The Office of the U.S. Trade Representative (USTR) and digital titans Google and Amazon had tight ties as they attempted to circumvent international laws, including those that safeguarded traditional media outlets, as shown by recently unearthed emails.
According to the New York Post, the watchdog group Demand Progress has said that Google and Amazon are trying to use their “revolving door” ties with the USTR to “hijack U.S. trade policy” for their personal gain. The research is based on a series of emails that were received through a Freedom of Information Act request, which were exchanged between executives of Google and Amazon and USTR representatives between May 2023 and April 2024.
A significant correspondence from May 2023 discloses how Google attempted to involve the USTR in its opposition to Canada’s Online News Act, which mandates that Google and Facebook parent company Meta compensate publishers for online content display. Nicholas Bramble, Google’s head of trade policy, asked to meet with three USTR employees to talk about “upcoming changes in Canada.” Just four work days had passed since the meeting, when Google was invited to publish their public comments outlining their objections and concerns over the Online News Act by USTR’s Andrea Boron.

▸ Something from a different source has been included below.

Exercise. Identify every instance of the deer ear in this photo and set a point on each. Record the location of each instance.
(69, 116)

Links to a “list of key issues and proposed amendments” that Google had shared with Canadian politicians were made available, along with a transcript of an executive’s public testimony in which the business was told to “reconsider” providing news material in Canada should the law go into effect. In November 2023, Google struck a last-minute agreement with Canada, agreeing to pay media outlets $74 million in exchange for the privilege to negotiate with a group of local news outlets rather than with individual companies, despite its attempts to undermine or kill the measure.
The emails also show occasions in which Amazon made use of its connections to the agency. In August 2023, Danielle Fumagalli of the USTR asked employees at Google and Amazon for feedback on a plan that was being considered in Japan with the intention of assisting local cloud computing companies in bidding for government contracts. Fumagalli’s communication to Amazon was directed to Mary Thornton, who joined the firm as the head of trade and export controls policy for its cloud subsidiary after serving as a director at the USTR.